Though I am definitely not an expert on the subject, I find elementary differential geometry fascinating and I love to teach it. Whenever I do, however, I find I have to make up my mind on a very basic question. Modern differential geometry is built upon a very elaborate theoretical framework (from differential forms all the way to connections and cohomology) and a correspondingly elaborate notation. It seems necessary to avoid most of this theoretical baggage in an undergraduate course. At the same time, one should try to teach a course that will prepare students for future courses, that includes some points of contact that can help students deal with the heavier notation they may meet in future courses.
When I taught the course this Fall, I used Andrew Pressley's newish book, Elementary Differential Geometry. Pressley takes the simplest route with respect to all the technical setup: avoid all of it. Instead of covariant derivatives, use derivatives with respect to local coordinates. Use moving frames without mentioning connections. Mention the Christoffel symbols very quickly, but don't do very much with them. For the most part, it works.
One place where this approach runs into problems is with respect to the Weingarten operator (aka the shape operator). There's no simple way to define this in Pressley's setup, so it ends up appearing only after quite a lot of buildup, and basically as a product of two matrices that just happens to include a lot of information. I felt it would have been better to actually introduce the covariant derivative and define the Weingarten operator properly. (And that's what I did in class.) The other problem with this section is the strangely uneven use of linear algebra. Pressley uses matrices and ends up appealing to a big theorem (self-adjoint operators have real eigenvalues), but he seems to avoid using linear transformations directly. Since my students did know what linear transformations were, I used that language; on the other hand, since they had never seen the big theorem, I presented an easy proof.

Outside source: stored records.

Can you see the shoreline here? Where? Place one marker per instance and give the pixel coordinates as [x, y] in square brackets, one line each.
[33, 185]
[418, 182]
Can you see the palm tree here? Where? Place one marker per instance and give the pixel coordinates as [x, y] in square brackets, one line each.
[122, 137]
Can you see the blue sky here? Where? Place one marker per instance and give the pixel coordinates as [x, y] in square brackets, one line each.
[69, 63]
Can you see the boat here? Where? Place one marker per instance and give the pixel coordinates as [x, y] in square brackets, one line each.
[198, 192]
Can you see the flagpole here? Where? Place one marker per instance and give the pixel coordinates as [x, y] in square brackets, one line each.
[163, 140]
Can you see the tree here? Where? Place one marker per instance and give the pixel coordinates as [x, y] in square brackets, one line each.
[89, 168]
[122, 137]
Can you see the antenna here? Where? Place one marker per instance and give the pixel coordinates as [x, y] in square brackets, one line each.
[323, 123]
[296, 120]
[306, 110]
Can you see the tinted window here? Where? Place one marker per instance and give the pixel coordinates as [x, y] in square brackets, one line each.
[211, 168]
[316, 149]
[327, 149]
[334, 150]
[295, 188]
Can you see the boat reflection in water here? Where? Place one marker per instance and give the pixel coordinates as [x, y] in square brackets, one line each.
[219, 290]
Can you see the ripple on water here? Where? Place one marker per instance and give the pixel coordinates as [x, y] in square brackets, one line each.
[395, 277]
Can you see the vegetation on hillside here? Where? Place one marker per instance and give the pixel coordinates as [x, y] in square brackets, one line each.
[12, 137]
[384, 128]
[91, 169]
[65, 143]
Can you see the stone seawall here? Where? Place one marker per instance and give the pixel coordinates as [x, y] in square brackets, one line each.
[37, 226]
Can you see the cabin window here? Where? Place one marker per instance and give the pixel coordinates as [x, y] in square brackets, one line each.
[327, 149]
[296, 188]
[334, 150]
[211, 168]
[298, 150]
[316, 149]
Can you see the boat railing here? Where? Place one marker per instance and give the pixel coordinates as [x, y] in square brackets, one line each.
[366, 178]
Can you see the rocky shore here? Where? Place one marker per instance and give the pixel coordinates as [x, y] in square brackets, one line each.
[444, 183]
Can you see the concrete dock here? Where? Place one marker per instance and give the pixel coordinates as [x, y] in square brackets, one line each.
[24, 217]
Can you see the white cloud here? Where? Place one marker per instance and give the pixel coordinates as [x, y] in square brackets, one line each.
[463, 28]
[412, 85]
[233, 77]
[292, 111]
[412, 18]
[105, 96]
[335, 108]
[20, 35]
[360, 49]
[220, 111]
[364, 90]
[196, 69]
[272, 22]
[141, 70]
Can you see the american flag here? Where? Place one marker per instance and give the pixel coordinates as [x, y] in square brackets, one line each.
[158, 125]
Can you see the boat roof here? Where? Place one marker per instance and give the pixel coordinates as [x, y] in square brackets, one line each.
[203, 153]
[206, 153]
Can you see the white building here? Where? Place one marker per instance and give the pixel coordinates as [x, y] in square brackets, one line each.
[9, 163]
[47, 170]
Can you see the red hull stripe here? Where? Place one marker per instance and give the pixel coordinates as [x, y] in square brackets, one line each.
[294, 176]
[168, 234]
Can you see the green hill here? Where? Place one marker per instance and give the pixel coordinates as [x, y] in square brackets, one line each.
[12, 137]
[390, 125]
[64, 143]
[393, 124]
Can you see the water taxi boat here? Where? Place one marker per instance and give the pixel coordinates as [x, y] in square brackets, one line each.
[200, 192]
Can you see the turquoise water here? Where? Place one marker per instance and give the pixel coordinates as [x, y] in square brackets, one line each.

The section on geodesics has essentially nothing on parallel transport, which is a pity. On the other hand, the book does include several versions of the Gauss-Bonnett theorem, allowing the professor to end the course with a bang. (This may require some judicious skipping of earlier sections.) All in all, I was quite happy with the book.
Fernando Q. Gouvêa is the author of several books, including, most recently, Math through the Ages, written in collaboration with William Berlinghoff.